Apple is poised to take another swing at news subscriptions

“Raise your hand if you remember The Daily,” Michale Simon writes for Macworld. “Back when the iPad still had a 30-pin connection port, Apple teamed up with News Corp. to bring a new type of publication to the burgeoning tablet market featuring exclusive, interactive content, rich animations, and touch-focused games. It cost a buck a week or $40 a year and was delivered to Apple’s Newsstand app on the iPad each morning.”

“It lasted less than two years,” Simon writes. “The biggest problem with The Daily was that it was too middle-of-the-road. Even after the early bugs were squashed, The Daily’s content was too generic to find a dedicated audience, a death knell in today’s 24/7 news culture.”

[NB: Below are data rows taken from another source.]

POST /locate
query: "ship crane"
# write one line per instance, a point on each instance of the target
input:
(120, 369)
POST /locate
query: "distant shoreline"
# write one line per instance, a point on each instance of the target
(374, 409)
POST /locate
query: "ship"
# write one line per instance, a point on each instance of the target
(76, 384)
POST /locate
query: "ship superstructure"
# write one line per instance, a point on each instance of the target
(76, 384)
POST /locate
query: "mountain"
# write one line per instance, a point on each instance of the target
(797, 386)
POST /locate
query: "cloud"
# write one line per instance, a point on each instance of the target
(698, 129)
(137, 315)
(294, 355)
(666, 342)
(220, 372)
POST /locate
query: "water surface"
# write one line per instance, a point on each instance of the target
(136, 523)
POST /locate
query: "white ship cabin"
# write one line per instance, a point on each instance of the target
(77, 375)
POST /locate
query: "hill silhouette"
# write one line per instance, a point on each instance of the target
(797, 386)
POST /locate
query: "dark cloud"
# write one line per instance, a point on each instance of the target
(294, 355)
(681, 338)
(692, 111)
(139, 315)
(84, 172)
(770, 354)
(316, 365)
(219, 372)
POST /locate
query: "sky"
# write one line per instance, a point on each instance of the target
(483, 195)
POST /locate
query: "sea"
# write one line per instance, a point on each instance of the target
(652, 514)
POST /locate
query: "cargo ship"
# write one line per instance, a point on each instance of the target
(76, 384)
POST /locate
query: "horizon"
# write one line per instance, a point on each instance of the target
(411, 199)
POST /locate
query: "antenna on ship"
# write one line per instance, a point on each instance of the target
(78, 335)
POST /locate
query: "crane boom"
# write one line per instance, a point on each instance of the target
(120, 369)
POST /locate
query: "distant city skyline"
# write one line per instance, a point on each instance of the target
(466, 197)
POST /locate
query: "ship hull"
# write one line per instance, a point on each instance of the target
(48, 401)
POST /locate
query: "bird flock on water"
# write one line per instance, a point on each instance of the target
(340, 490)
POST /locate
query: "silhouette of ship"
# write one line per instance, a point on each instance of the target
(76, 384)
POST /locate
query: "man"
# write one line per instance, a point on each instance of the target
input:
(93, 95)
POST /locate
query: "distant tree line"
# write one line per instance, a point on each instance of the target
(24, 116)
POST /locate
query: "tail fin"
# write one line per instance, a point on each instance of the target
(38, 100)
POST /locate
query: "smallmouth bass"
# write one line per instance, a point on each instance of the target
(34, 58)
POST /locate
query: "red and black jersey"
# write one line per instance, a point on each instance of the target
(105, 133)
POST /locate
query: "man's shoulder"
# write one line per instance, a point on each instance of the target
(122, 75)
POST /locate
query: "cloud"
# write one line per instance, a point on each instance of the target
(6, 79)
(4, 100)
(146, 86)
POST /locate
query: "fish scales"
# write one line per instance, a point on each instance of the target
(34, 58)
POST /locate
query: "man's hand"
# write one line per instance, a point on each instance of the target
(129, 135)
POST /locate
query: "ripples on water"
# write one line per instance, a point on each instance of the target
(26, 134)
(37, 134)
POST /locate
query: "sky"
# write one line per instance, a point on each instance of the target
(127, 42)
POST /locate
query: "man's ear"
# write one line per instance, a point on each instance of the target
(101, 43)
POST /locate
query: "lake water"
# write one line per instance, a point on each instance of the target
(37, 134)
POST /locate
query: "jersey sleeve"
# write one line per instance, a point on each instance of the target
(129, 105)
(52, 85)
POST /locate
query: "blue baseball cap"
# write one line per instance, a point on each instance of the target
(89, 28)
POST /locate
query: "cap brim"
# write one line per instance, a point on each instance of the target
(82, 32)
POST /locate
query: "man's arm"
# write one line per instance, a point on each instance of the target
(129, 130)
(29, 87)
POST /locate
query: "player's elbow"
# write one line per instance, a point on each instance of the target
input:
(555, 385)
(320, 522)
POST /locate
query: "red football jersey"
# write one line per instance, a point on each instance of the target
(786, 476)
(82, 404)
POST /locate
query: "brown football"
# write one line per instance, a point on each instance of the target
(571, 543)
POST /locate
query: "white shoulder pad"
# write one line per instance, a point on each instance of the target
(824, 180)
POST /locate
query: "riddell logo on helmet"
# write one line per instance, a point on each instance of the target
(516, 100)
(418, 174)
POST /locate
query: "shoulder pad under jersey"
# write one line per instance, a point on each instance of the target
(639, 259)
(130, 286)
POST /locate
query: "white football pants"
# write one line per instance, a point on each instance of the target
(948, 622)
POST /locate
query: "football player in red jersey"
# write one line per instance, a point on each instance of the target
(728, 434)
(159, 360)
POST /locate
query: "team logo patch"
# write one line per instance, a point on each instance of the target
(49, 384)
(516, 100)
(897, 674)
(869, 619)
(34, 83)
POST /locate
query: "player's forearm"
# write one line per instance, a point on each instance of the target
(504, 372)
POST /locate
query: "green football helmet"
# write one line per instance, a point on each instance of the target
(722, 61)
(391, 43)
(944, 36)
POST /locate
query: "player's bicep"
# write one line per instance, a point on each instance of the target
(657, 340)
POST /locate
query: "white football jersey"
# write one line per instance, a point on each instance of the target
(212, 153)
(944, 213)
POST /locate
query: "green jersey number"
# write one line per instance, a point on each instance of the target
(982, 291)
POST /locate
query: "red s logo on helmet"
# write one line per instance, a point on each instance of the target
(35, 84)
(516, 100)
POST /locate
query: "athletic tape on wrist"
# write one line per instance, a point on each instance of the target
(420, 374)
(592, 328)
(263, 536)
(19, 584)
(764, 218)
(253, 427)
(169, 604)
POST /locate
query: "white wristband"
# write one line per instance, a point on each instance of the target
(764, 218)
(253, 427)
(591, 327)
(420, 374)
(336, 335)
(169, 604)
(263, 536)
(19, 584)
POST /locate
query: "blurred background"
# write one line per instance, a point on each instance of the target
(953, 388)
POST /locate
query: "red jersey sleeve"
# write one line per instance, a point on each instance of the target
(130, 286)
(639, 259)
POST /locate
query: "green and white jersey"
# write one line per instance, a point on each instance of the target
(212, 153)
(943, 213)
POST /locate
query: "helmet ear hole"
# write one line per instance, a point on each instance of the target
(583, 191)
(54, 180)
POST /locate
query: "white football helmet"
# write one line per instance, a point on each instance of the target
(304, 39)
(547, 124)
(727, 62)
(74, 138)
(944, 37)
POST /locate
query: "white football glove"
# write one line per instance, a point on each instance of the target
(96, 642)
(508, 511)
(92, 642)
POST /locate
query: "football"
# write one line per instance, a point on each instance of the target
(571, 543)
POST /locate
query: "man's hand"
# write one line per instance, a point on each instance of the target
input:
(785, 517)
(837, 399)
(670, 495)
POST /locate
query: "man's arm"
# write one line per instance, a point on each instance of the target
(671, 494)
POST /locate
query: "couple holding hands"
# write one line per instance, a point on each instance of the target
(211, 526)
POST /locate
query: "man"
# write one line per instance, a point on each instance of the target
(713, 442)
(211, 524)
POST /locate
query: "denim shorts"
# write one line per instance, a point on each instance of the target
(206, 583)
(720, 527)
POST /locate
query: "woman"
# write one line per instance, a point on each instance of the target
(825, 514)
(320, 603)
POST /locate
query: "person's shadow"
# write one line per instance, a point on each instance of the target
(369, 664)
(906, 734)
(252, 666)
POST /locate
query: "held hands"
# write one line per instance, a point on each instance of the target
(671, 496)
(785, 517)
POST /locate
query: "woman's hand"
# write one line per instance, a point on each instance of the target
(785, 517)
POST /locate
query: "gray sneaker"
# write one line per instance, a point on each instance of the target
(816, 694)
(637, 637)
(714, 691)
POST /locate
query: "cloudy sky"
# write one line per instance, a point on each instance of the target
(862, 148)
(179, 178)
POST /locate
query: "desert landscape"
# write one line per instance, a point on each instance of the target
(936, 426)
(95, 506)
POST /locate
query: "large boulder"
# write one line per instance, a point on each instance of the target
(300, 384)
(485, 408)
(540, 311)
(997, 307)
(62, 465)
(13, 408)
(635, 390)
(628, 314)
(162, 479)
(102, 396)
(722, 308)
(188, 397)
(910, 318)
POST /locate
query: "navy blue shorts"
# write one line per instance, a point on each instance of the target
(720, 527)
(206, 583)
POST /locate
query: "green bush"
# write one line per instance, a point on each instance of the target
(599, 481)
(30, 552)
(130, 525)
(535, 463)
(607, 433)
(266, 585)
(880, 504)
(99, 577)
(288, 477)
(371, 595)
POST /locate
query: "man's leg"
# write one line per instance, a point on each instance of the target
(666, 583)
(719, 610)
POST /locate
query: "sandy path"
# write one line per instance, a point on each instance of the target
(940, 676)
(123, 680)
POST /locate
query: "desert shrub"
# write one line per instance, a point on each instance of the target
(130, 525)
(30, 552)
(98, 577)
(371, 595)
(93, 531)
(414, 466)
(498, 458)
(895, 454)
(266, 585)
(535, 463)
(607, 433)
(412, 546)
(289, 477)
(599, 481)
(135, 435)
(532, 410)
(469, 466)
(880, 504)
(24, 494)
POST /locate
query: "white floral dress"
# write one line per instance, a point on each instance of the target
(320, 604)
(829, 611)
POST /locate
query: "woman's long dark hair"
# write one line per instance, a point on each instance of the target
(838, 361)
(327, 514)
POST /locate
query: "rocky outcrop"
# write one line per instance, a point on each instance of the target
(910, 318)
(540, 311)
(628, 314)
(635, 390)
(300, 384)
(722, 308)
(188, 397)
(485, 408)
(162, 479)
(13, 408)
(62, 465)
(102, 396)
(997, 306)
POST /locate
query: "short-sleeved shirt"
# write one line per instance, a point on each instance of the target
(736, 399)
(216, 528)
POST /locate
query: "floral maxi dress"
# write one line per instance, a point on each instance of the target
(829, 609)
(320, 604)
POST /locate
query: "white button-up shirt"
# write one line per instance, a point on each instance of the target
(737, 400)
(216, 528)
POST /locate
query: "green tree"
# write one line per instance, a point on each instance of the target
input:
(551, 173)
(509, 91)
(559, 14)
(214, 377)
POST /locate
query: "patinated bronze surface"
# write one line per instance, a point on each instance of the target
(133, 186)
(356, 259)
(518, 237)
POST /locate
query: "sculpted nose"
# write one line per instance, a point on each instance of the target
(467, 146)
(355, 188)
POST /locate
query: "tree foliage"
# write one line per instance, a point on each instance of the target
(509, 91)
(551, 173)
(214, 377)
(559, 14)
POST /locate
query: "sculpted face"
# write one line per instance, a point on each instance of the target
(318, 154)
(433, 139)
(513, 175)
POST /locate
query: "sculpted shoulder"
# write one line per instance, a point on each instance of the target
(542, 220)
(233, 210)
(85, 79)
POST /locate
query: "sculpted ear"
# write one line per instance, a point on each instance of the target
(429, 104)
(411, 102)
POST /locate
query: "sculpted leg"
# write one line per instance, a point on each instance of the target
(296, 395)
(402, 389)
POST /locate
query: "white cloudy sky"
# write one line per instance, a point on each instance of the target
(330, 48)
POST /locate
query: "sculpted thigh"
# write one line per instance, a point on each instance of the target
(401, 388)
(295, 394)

“But Apple hasn’t given up on making subscription news a feature on iPhones and iPads. Just last month Apple announced it had acquired magazine delivery app Texture, and according to a new report from Mark Gurman at Bloomberg, a ‘premium subscription’ news service is on the way,” Simon writes. “This new approach has a whole lot more going for it.”

Read more in the full article here.

MacDailyNews Take: What do you think?

SEE ALSO:
Apple is planning to launch a news subscription service – April 17, 2018
Amazon considered buying Texture before Apple bit – March 13, 2018
Apple pushes deeper into news – March 13, 2018
Apple to acquire Next Issue Media and its digital magazine-subscription service Texture – March 12, 2018

7 Comments

  1. It would depend on the magazines. If it includes the kind of curation Apple News offers up, complements of Apple’s editors, I’m not so keen on the idea. It’s really about what’s available.

    And yes, bundling it with an Apple music/streaming/etc service would be the ideal scenario.

  2. I liken “middle-of-the-road” to real wrestling where the winner is not predetermined. It failed to capture audiences. Fox News, on the other hand, is as entertaining – which means very – as pro wrestling where the winner is predetermined and the venture is lucrative.

  3. This would only work if the magazines were completely ad free and was comprehensive enough to have international, national, regional, and local selections. Multilingual stuff too. If it’s just a handful of national mudpuddle deep “news” outfits reporting crisis events to push their bias ad nauseum, PASS!!!